Los olvidadizos

Una cosa son los olvidados y otra los olvidadizados. Y aunque uno puede militar en las dos categorías, yo soy un promotor, un defensor, un impulsor y no me acuerdo qué más de la segunda. Yo me vivo olvidando cosas.

TEXTO. NÉSTOR FENOGLIO. DIBUJO. LUIS DLUGOSZEWSKI.

Los olvidadizos

Yo toda mi vida me olvidé cosas. No soy un desmemoriado liso y llano (soy más bien áspero y ondulado, valga la contradicción), la memoria se ejercita, tengo memoria selectiva y todas esas cosas lindas de ocasión que se dicen para estos casos. La diferencia entre una patología y una que no, es la conciencia que sobre ella se tenga, el grado de reincidencia y si te jode o no la vida. A mí, los olvidos no me alcanzan a joder la vida, pero me la matizan, me mantienen entretenido.

Muchas veces, los olvidos son costosos. Por ejemplo, mientras anduve en taxis y remises, muchísimas veces debí volver a casa o al laburo a recuperar o las llaves, o la agenda, o el teléfono o, ni dios lo permita, a alguien de la familia. Eso no sólo es pérdida de tiempo: es gasto, doble tarifa de taxi.

Otros olvidos costosos tienen que ver con la desaparición de algunos objetos, que se han perdido por allí y para siempre. Sospechamos esta cuestión porque de golpe no tenemos más una armónica -vecinos y familiares, agradecidos-, el cuchillo preferido o una remera con caballitos lilas y paragüitas amarillos, una monada con la ya que no podré agasajar, cromáticamente hablando, a todos mis compañeros de trabajo. El duendecito de la casa se las ha llevado por ahí y ahora hacen su vida lejos de su dueño...

Uno entiende que se va poniendo o viejo o sabio cuando no sólo perdés las cosas, sino que eso ya no te importa o ya te acostumbraste o no te flagelás más por ello. Sucede. No está ni bien ni mal, a veces los olvidos te hinchan las pelotas (perdonen ustedes) a vos o a los tuyos, pero bueno, ya está, ya pasó.

Gente que se olvida las luces encendidas del auto -y hay que llamar luego a un mecánico o a un auxilio para que te hagan arrancar nuevamente el vehículo que agotó su batería-; que se olvida las llaves del auto adentro -lo soluciona el señor cerrajero- o que se olvida dónde dejó el auto, directamente, y se soluciona con un ejercicio superior de memoria y concentración o con una larga caminata por los alrededores, mientras trata de recordar qué vehículo, marca, modelo y color tenía, el señor...

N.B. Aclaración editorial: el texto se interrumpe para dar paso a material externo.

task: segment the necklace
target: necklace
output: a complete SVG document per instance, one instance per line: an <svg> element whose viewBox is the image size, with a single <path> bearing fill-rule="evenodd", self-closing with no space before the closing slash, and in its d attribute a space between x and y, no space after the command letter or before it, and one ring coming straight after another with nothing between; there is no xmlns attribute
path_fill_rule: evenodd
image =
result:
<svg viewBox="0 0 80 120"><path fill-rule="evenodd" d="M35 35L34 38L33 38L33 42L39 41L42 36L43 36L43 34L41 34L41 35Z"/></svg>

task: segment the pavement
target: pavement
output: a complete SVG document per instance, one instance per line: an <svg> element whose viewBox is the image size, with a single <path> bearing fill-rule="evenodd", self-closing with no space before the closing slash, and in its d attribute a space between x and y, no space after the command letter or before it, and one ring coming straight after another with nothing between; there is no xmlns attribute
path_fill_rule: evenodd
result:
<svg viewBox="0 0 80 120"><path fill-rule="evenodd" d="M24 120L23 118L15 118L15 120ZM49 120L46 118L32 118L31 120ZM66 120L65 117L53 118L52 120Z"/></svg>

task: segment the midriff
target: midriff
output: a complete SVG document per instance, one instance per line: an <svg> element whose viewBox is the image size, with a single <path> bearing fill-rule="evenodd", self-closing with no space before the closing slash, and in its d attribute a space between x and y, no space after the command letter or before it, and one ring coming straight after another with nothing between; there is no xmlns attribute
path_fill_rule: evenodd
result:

Hay olvidos simpáticos y otros jodidos; hay olviditos y olvidones; hay olvidos funcionales y otros estructurales; hay olvidos coyunturales y otros permanentes; hay olvidos sin importancia y otros que conllevan oscuras elucubraciones psicológicas porque, mi chiquito, no casualmente te olvidaste lo que te olvidaste. O lo que es peor: ¿por qué te olvidaste exactamente eso? ¿Qué cosa no querías hacer o tener para olvidarte “eso”? ¿Qué cosas insondables y terribles postula un “simple” olvido por oposición, por contraste o por lo que fuera?

Y nos vamos yendo, dignos, enhiestos, envarados y con falso aplomo. Tenía muchas más cosas para escribir sobre este tema, pero es obvio que las olvidé. Entré en la alegre etapa en que me olvido las cosas y no sólo no me preocupa sino que hasta me causa gracia y una inexplicable algarabía.

Acepto esas cuestiones con cristiana resignación, con amabilidad y con tolerancia. Ya que el olvido me va a acompañar toda la vida, ya que vino conmigo desde hace tanto y parece que piensa continuar conmigo de aquí en más, pues, he decidido aceptarlo, conocerlo, interactuar con él. Que sea mi amigo, mitad visitante, mitad anfitrión.

Así que, a ustedes les digo, no pediré más disculpas por algo tan estructural, esencial y entrañablemente mío como mis olvidos. Hay gente, admirable, que puede cambiar conductas y sufre muchísimo para cambiar cosas que, entienden, les hace mal. Los felicito. Porque en mi caso, minga no habrá más penas ni olvidos.